La délégation e-commerce peut vite s’imposer comme un calcul très rentable pour les marques disposant d’une certaine notoriété, qui, au final, s’offrent ainsi un nouveau canal de vente pour leurs produits avec un minimum de contraintes et de risques.
Si les marques renâclent devant la difficulté d’aller vendre sur internet, face à des investissements importants et pas forcément toujours rentables (ou à la rentabilité lointaine), ceci est d’autant plus vrai pour les PME. Avec de bien minces budgets, ces dernières ne disposent que de peu d’espoir de développement commercial en ligne. Certaines PME font l’acquisition de logiciels pour bricoler leur propre site, d’autres dilapident un petit budget auprès d’un free lance local ou d’un prestataire de services e-commerce en ligne. Mais c’est souvent en pure perte par rapport aux retours réels, toujours loin de ceux escomptés ou promis. Le site ainsi réalisé n’est, au final, qu’une vitrine aux lacunes accablantes d’un point de vue de la performance e-business. Au mieux, c’est l’opportunité de quelques contacts, mais sans proportion au regard de l’effort financier consenti.
Pour tous ces damnés du web et autres naufragés de la page 10 des résultats de Google, j’entrevois un espoir : la délégation e-commerce mutualisée !
Je m’explique.
Il n’est pas rare de voir certaines régions ( ou encore l’Union Européenne au titre du FEDER) subventionner le développement en ligne du commerce local ou de l’artisanat. Il s’agit trop souvent de médiocres plateformes, avec des boutiques sans âme, sans réflexion marketing ou juste promotionnelles, sans mise à jour et au final sans vie. Ces plateformes sont peu fréquentées, mal référencées et n’ont pour seul mérite que de faire vivre grassement la société qui a remporté l’appel d’offre pour la réaliser.
Si, au lieu de proposer aux commerçants locaux de créer de classiques boutiques sans intérêt, on se préoccupait d’une vraie stratégie gagnante et de résultats, on pourrait s’inspirer du modèle de la délégation e-commerce.
Il s’agirait de mutualiser les ressources afin de s’offrir les services d’une équipe de vrais professionnels de l’e-commerce, maîtrisant toute la chaîne (relire le billet précédent pour le détail). Peut être pas forcément “LA dream team” mais des bons et des seniors, encadrés par un vrai manager ayant déjà largement fait ses preuves, comme Michel De Guilhermier (Inspirationnal Stores).
Quand à la mise de fond pour lancer le projet, on pourrait imaginer que les fonds publics viennent “ensemencer” ce concept prometteur, plutôt que de faire un x-ième projet mort-né comme on en voit que trop. Les fonds publics permettraient de constituer l’équipe de pros et financer le développement de la plateforme (logistique et technologique).
L’entreprise ainsi constituée sélectionnerait d’abord les PME locales présentant d’authentiques produits de l’économie locale, avec de vrais atouts différenciants ou des caractéristiques originales, susceptibles d’être réellement commercialisés et exportés. Exemple par exemple pour les départements d’outre-mer : rhum, café, épices, fleurs, spécialités locales, …
L’entreprise s’occuperait ensuite d’acquérir un stock initial, à un tarif négocié, et payable à 60 jours.

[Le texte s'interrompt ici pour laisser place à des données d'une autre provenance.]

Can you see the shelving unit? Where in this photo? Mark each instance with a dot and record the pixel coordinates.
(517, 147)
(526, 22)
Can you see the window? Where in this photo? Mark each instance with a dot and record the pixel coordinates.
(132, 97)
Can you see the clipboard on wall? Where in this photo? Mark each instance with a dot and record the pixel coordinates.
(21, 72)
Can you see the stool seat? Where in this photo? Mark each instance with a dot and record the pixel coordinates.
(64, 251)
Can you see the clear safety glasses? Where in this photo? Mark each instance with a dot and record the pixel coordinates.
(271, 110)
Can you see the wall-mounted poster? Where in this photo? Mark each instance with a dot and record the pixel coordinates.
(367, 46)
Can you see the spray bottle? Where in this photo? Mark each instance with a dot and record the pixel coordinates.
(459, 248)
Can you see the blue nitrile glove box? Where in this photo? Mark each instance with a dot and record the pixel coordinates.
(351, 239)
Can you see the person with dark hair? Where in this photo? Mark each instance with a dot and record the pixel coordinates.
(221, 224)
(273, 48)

Ces produits seraient présentés en ligne avec des visuels soignés, de vrais argumentaires, des reportages, … puis mis en valeur par les bons soins des pros du marketing on line.
La plateforme en ligne serait techniquement irréprochable en terme d’ergonomie, de design up-to-date, et de référencement car le fruit d’une équipe technique expérimentée s’appuyant sur les best-practices du e-commerce. Les ventes arriveraient et le service logistique, dirigé par un spécialiste, répondrait au quart de tour pour conditionner et faire acheminer en toute sécurité les précieux colis dans les meilleures conditions.
Dès lors,l’entreprise de délégation e-commerce serait économiquement viable sans fond publics supplémentaires après son lancement et contribuerait à désenclaver la production locale grâce à ce nouveau circuit de distribution ouvert sur un univers sans limite, pouvant potentiellement représenter d’importants volumes à terme.
Pour résumer grossièrement :
- s’unir pour être plus fort (c’est pas nouveau).
- mettre le prix pour s’appuyer sur les meilleurs (souvent un bon calcul à terme).